Scott thought a quick stop in Alabama to add another state to the kids’ map would be a fantastic objective for today. So after a delicious breakfast of French Toast and the most amazing showers we have had the entire trip (complete with temperature control and no need to press buttons to keep the water flowing), we headed towards Russell Cave National Monument.
Forty-five minutes southeast of Tim’s Ford we stopped at Sewanee Natural Bridge. The bridge was only twenty miles from Tim’s Ford, but the roads were of the scenic twisty variety. Scott came across the bridge from roadtrippers.com
The kids were leading this hike and they led us right off the beaten path into the brush. It is difficult to get Cody to drink enough. His motivation to drink this morning was wanting to give the water back to nature off the bridge.
New state for the kids – Alabama!
We arrived at Russel Cave National Monument and had some lunch while we started the Junior Ranger books and activities.

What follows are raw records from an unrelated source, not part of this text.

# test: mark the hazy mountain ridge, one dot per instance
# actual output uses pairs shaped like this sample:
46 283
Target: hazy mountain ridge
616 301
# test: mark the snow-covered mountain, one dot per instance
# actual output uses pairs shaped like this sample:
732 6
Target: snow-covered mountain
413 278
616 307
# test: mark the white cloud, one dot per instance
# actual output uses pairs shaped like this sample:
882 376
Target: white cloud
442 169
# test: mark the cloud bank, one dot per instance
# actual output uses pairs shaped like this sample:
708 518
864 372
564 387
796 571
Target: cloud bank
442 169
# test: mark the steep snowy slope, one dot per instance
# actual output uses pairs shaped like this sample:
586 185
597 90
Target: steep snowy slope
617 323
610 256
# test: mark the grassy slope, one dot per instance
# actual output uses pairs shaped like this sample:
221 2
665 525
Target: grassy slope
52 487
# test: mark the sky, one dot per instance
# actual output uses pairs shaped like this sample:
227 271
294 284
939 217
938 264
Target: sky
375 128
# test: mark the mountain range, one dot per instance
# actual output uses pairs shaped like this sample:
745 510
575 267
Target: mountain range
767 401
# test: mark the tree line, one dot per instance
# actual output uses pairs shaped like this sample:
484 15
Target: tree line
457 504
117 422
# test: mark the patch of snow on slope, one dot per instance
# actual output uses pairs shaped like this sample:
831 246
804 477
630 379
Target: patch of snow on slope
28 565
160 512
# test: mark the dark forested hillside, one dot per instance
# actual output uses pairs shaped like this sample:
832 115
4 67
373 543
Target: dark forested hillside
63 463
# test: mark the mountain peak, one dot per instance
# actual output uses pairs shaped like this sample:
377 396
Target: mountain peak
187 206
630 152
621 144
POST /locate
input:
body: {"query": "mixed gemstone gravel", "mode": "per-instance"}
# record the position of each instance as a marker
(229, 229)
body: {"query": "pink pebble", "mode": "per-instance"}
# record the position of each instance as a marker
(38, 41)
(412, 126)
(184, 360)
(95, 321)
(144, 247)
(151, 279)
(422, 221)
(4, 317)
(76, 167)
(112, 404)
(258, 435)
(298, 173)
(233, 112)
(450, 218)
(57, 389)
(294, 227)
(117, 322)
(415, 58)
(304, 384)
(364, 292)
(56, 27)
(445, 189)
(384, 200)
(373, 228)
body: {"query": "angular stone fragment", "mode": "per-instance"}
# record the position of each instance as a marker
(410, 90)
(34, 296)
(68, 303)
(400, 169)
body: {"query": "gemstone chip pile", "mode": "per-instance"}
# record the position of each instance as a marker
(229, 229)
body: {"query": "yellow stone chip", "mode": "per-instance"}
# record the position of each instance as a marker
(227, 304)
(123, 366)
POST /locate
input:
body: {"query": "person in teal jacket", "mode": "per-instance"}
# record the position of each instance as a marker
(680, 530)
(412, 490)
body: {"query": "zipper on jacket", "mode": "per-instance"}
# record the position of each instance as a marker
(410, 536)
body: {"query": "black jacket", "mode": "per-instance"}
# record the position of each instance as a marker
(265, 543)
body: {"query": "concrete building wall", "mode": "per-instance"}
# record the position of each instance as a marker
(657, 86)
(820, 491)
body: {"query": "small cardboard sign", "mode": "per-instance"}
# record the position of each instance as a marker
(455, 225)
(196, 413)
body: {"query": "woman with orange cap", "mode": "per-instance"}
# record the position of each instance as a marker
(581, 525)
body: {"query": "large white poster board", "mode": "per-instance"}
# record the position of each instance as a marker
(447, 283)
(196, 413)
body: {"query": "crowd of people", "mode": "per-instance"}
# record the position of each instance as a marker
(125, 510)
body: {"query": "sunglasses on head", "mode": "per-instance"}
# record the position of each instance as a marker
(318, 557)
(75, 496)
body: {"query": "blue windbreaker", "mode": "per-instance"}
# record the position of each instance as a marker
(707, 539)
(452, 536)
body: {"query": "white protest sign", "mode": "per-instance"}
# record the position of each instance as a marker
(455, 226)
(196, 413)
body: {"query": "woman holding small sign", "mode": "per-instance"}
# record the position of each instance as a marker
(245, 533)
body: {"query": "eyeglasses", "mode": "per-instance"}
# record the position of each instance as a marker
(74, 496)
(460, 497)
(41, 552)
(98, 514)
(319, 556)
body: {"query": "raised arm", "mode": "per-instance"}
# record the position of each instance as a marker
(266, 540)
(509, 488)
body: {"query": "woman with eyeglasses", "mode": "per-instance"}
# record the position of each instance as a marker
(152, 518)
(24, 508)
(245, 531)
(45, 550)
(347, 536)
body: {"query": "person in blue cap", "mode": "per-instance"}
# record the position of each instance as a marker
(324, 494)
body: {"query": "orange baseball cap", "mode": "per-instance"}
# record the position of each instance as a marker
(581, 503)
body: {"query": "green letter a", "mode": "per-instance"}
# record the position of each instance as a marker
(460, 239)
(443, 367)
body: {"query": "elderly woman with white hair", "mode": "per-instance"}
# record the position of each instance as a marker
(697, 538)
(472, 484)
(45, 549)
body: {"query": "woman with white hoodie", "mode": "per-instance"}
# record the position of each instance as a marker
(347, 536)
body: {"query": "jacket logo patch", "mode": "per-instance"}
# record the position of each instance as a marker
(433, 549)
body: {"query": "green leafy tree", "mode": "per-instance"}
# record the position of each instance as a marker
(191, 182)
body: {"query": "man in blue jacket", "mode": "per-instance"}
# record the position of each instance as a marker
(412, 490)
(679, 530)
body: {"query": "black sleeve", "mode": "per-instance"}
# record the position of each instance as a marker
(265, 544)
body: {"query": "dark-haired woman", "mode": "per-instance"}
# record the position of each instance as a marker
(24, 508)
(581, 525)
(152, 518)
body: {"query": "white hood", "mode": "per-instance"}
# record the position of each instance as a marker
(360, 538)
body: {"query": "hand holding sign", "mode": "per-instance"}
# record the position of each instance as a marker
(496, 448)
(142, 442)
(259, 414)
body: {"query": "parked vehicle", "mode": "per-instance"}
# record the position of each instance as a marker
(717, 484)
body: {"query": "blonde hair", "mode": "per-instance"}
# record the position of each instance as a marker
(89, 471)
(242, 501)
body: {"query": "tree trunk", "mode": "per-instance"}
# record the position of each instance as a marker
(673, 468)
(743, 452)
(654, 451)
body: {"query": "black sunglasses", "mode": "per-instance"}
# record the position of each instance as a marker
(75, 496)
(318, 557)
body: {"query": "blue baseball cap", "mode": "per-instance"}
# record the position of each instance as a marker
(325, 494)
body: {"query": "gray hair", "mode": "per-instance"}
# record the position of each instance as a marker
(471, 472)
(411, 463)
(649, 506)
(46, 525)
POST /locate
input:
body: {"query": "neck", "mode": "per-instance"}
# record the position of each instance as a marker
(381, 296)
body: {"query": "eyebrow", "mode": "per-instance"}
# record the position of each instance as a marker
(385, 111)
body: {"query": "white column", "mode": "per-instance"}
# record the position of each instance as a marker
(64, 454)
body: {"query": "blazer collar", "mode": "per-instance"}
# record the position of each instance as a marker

We met an awesome park ranger named James. James spent close to two hours with us between the visitor center, guided cave tour, atlatl demonstration, and helping Brooke complete her Junior Ranger book. In fact, I am pretty sure we would still be there days later trying to finish that Junior Ranger book if it weren’t for help from James.
James gave us a list of ideas for places to camp and climb. Thanks to James’ recommendation we headed from Russell Cave in Alabama back to TN to Foster Falls to camp and climb. We were initially headed to go through Chattanooga this afternoon, but James mentioned the traffic backups. We decided we might hit Chattanooga when it wasn’t the start of afternoon rush hour. This is why we have a rough outline of our trip when we leave home, but we don’t have every day planned down to the moment. We can be free to learn about and explore new places recommended by locals.
It would be nice if every ranger experience could feel more personal instead of over one hundred people on a tour. It is understandable why it doesn’t happen. We are just thankful James had the time to share with our family today.
After the short park video we went on a ranger guided tour of the Monument. We learned that you can crush a buckeye and use it to stun fish. James told us how the areas water drains through the cave. He has had to pull car tires out of the cave before. Unfortunately, we aren’t allowed to walk through these caves, but we did get to learn about the history of the area.
Ranger James took the one and only nice family photo we have from this entire trip. James gave an atlatl demonstration. Scott was itching to try the atlatl, but James told us due to new safety regulations no one can try the weaponry anymore. The atlatl is a levered spear launcher. We also learned about Jewelweed. It acts like Cortisone and helps heal Poison Ivy. You know it is Jewelweed because the leaves look silver in water because of the air trapped by the hairs on the leaves. We finished up the Junior Ranger Badges and headed to Father Adamz Campground.
Father Adamz Campground – a recommendation from Ranger James
The waterfall was captivating. We hiked to the primitive camping first. Then we hiked down to the falls. Scott had told us, “Let’s go for a quick hike.” Turns out it was more like two miles. It was hot so the time at the falls was incredibly soothing.
I was determined to swim to the waterfall.
Cody worked hard balancing rocks on a log while the rest of us swam in the cold, cold water.
Scott cooked us up a dinner of chicken and noodles. Cody worked hard on making words with the Bananagrams again. Of course some potty words inspired by Scott’s games last night had to sneak their way into his creativity.
Brooke came up what she thinks I always say, “No. Say please.”
The campground is currently closed as it is changing management. The sign actually says, “Campground closed. Tent camping only.” It was a little confusing. So…after a suggestion from someone else we drove the van close to the gate and hiked everything we needed to camp over and up to the nearest site. Brooke claims she fell over backwards carrying the tent. There are no witnesses except the bugs she squashed. However, our sources tell us she did manage to get the tent up the 200 feet from the car and survive. It was close though. It would have been a quiet secluded night of camping, but we had some younger folks bring their party on up to the campground around midnight.